Deep Learning-Based Fetal Lung Segmentation from Diffusion-weighted MRI Images and Lung Maturity Evaluation for Fetal Growth Restriction
- URL: http://arxiv.org/abs/2507.13106v1
- Date: Thu, 17 Jul 2025 13:21:42 GMT
- Title: Deep Learning-Based Fetal Lung Segmentation from Diffusion-weighted MRI Images and Lung Maturity Evaluation for Fetal Growth Restriction
- Authors: Zhennan Xiao, Katharine Brudkiewicz, Zhen Yuan, Rosalind Aughwane, Magdalena Sokolska, Joanna Chappell, Trevor Gaunt, Anna L. David, Andrew P. King, Andrew Melbourne,
- Abstract summary: Intra-voxel incoherent motion analysis has shown promising results for non-invasive assessment of fetal lung development.<n>Our work shows that a fully automated pipeline is possible for supporting fetal lung maturity assessment and clinical decision-making.

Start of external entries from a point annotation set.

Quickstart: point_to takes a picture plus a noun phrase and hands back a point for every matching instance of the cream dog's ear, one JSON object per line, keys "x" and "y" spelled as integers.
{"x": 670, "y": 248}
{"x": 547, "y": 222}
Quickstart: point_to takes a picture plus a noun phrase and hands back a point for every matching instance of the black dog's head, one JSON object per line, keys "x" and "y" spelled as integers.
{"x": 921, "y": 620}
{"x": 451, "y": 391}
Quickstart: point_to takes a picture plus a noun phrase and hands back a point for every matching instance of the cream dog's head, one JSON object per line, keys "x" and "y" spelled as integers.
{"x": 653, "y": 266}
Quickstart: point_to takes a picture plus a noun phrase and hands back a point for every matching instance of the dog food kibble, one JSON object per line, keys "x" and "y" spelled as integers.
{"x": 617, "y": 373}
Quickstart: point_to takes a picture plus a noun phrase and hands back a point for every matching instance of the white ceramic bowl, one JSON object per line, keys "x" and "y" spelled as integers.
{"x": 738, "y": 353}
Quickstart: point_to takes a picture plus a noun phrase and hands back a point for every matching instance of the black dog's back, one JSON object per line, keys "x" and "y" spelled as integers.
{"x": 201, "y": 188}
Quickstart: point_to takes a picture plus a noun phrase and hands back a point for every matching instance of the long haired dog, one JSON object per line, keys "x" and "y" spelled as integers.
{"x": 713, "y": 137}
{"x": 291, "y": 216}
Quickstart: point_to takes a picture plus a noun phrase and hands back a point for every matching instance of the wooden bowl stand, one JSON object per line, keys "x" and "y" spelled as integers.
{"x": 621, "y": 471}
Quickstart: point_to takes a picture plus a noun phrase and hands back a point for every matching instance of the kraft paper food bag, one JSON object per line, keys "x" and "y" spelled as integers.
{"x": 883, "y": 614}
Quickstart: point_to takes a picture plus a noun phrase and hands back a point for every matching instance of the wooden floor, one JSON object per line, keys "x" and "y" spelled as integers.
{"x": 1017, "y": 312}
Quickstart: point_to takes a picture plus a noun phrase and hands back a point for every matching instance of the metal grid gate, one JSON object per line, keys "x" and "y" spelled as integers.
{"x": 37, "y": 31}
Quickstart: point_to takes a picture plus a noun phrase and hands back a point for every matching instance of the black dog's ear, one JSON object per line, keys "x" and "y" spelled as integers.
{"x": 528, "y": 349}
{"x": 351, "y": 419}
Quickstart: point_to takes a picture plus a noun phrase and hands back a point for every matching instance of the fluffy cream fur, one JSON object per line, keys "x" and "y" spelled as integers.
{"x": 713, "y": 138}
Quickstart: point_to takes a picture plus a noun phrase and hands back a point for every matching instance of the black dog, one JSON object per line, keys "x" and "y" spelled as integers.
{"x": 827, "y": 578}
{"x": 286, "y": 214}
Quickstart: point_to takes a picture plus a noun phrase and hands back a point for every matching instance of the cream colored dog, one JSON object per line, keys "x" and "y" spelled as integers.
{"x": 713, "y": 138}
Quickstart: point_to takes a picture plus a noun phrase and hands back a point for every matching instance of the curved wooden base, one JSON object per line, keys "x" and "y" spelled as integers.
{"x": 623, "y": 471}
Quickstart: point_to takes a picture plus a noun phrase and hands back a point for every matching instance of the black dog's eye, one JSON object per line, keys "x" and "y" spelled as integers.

- Score: 3.0052797079637075
- License: http://arxiv.org/licenses/nonexclusive-distrib/1.0/
- Abstract: Fetal lung maturity is a critical indicator for predicting neonatal outcomes and the need for post-natal intervention, especially for pregnancies affected by fetal growth restriction. Intra-voxel incoherent motion analysis has shown promising results for non-invasive assessment of fetal lung development, but its reliance on manual segmentation is time-consuming, thus limiting its clinical applicability. In this work, we present an automated lung maturity evaluation pipeline for diffusion-weighted magnetic resonance images that consists of a deep learning-based fetal lung segmentation model and a model-fitting lung maturity assessment. A 3D nnU-Net model was trained on manually segmented images selected from the baseline frames of 4D diffusion-weighted MRI scans. The segmentation model demonstrated robust performance, yielding a mean Dice coefficient of 82.14%. Next, voxel-wise model fitting was performed based on both the nnU-Net-predicted and manual lung segmentations to quantify IVIM parameters reflecting tissue microstructure and perfusion. The results suggested no differences between the two. Our work shows that a fully automated pipeline is possible for supporting fetal lung maturity assessment and clinical decision-making.